Monitoring dan Peringatan
Monitoring semua faktor, baik secara langsung maupun tidak langsung berkaitan dengan kejadian bencana sudah dilakukan pemerintah melalui lembaga-lembaga teknisnya, seperti BMKG. Salah satu analisis yang telah disampaikan adalah peringatan yang dirilis pada awal bulan Oktober lalu, juga setiap hari secara proaktif telah memberikan informasi peringatan melalui kanal-kanal informasi yang dimilikinya. Penyediaan prakiraan yang andal, akurat, dan tepat waktu sangat penting untuk peringatan dini dan tindakan dini yang efektif.
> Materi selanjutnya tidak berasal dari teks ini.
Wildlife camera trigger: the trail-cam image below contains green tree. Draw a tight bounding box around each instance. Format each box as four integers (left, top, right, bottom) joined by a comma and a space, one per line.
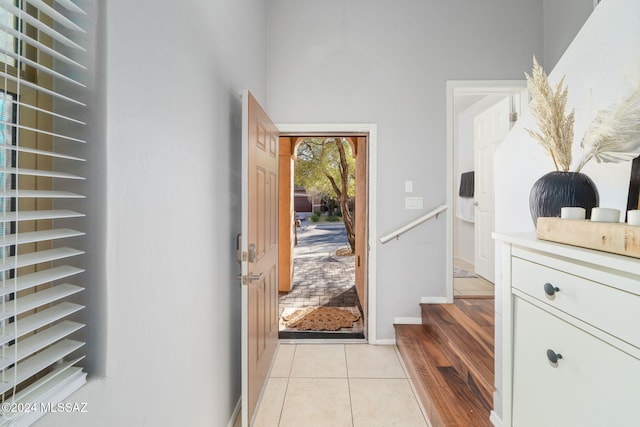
294, 137, 356, 252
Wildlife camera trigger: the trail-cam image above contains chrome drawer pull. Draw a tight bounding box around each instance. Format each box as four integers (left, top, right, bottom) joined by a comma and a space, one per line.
544, 282, 560, 297
547, 349, 562, 368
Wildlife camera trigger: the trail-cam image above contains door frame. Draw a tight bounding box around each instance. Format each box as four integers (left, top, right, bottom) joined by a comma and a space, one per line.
445, 80, 528, 303
276, 123, 378, 344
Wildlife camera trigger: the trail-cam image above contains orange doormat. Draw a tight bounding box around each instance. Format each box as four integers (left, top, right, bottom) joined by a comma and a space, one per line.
282, 307, 360, 331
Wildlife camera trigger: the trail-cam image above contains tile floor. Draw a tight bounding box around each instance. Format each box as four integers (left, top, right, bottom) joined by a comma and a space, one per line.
254, 344, 429, 427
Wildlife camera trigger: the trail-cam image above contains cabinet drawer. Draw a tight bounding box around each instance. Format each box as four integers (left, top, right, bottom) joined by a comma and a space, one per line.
511, 257, 640, 348
512, 298, 640, 427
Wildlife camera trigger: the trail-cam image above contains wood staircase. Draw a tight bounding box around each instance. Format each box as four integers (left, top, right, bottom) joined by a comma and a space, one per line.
395, 298, 494, 427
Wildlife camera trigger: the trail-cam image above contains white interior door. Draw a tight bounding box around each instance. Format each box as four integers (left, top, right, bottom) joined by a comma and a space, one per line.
240, 92, 279, 427
474, 97, 511, 283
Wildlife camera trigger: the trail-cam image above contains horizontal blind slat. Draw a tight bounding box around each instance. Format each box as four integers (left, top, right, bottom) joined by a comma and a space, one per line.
0, 189, 85, 199
0, 320, 84, 369
56, 0, 87, 15
0, 120, 87, 144
0, 23, 87, 70
0, 71, 87, 107
9, 362, 87, 412
0, 145, 86, 162
0, 209, 85, 223
0, 167, 85, 180
27, 0, 86, 34
0, 283, 84, 320
0, 248, 84, 271
0, 301, 84, 345
0, 265, 84, 297
0, 46, 87, 87
0, 2, 86, 52
0, 228, 85, 247
0, 339, 84, 394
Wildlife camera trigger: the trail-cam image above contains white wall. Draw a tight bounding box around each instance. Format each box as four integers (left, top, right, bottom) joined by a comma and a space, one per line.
267, 0, 542, 339
453, 102, 475, 264
40, 0, 266, 426
495, 0, 640, 420
538, 0, 593, 70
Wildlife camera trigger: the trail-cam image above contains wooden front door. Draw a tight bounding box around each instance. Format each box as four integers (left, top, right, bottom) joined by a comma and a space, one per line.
241, 92, 279, 426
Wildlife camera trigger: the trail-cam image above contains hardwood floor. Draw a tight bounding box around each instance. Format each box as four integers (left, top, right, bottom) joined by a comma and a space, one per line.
396, 299, 494, 427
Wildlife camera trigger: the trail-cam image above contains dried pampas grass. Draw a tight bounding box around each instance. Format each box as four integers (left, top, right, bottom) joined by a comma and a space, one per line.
525, 57, 640, 172
576, 82, 640, 172
525, 56, 574, 172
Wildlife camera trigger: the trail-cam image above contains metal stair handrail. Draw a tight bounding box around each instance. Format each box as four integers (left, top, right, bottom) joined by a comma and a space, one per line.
380, 205, 448, 244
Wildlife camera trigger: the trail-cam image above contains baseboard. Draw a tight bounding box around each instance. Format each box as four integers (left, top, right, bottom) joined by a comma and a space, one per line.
227, 398, 242, 427
489, 410, 502, 427
420, 297, 448, 304
393, 317, 422, 325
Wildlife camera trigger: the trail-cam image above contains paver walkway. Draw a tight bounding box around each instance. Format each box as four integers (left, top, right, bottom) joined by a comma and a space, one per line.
279, 221, 358, 315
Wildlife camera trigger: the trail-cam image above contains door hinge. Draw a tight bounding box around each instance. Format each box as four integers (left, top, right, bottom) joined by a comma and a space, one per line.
236, 274, 247, 286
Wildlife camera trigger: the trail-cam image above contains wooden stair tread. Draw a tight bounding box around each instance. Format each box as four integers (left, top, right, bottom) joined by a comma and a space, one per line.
422, 300, 494, 392
395, 325, 492, 427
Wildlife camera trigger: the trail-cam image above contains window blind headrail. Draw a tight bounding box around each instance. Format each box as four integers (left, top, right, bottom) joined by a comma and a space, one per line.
0, 209, 86, 223
0, 120, 87, 144
0, 228, 85, 248
0, 265, 84, 297
0, 339, 84, 394
0, 189, 85, 199
0, 69, 87, 107
0, 283, 84, 320
0, 23, 87, 70
0, 301, 84, 345
0, 320, 84, 369
27, 0, 86, 34
0, 145, 86, 162
0, 167, 85, 179
0, 2, 86, 52
0, 248, 84, 271
51, 0, 87, 15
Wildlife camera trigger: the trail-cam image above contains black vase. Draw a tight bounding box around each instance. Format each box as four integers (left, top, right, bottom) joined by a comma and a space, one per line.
529, 171, 599, 226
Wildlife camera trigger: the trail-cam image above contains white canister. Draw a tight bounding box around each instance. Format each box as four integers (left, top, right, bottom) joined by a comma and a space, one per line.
560, 206, 586, 219
591, 208, 620, 222
627, 209, 640, 225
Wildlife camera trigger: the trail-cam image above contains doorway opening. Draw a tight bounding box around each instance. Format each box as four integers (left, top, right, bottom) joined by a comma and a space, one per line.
278, 125, 372, 340
447, 81, 528, 302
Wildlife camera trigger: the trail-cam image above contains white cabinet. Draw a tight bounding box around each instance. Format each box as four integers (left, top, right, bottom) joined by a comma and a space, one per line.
496, 235, 640, 427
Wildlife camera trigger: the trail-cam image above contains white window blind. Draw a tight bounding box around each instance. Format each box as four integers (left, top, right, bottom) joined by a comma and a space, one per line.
0, 0, 86, 426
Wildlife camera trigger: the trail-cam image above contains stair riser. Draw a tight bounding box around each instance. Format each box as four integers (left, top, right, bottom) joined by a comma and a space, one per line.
422, 305, 494, 410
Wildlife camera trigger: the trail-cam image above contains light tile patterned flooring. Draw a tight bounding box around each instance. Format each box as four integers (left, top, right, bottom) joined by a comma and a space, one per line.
453, 258, 495, 297
254, 344, 429, 427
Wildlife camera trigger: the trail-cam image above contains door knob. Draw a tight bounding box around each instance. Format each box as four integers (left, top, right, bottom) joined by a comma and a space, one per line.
544, 283, 560, 297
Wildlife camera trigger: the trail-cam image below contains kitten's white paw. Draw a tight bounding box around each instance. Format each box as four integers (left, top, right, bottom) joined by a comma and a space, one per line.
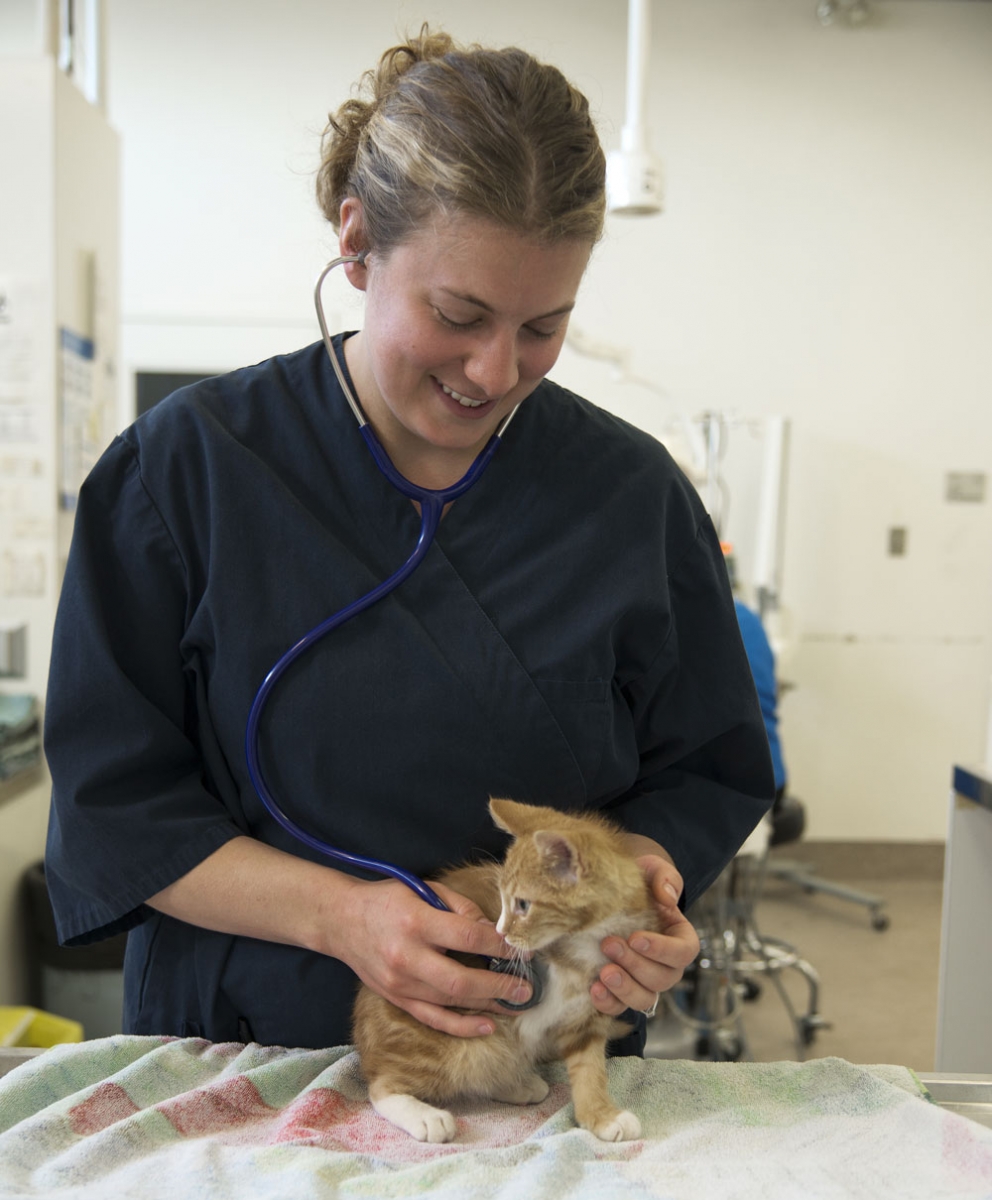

Akan tetapi, data dari parameter cuaca tidaklah cukup untuk memberikan informasi andal, karena kejadian banjir di suatu wilayah tidak serta merta disebabkan oleh kejadian hujan lebat di wilayah tersebut. Pada banyak kasus seperti di Jakarta dan beberapa tempat di Indonesia, kejadian banjir justru terjadi saat hujan deras terjadi di daerah hulu. Dalam hal ini, beberapa sungai di Indonesia sudah dipantau secara rutin ketinggian airnya. Monitoring perubahan ketinggian muka air sungai-sungai ini kemudian melengkapi informasi yang sudah diberikan oleh BMKG yang selanjutnya dapat digunakan untuk mendukung penentuan tindakan awal yang relevan dan efektif. Sayangnya, tidak semua sungai di Indonesia telah terpantau, sehingga memunculkan kelangkaan data di banyak daerah rawan bahaya. Hal ini menjadi salah satu tantangan besar dan mendesak, yang membutuhkan investasi dalam layanan hidrologi dan meteorologi, ditingkat nasional maupun lokal daerah.
Komunikasi dan Diseminasi
Peringatan dini dan tindakan dini yang efektif bergantung pada informasi yang dikomunikasikan kepada pemangku kepentingan dengan cara yang dapat diakses, dimengerti, dan bermanfaat. Informasi yang didiseminasikan kepada masyarakat tersebutlah yang biasa kita temui baik melalui media massa online, media sosial ataupun kanal media lainnya yang resmi disebarkan oleh pemerintah dan kemudian juga disebarkan kembali oleh media lainnya.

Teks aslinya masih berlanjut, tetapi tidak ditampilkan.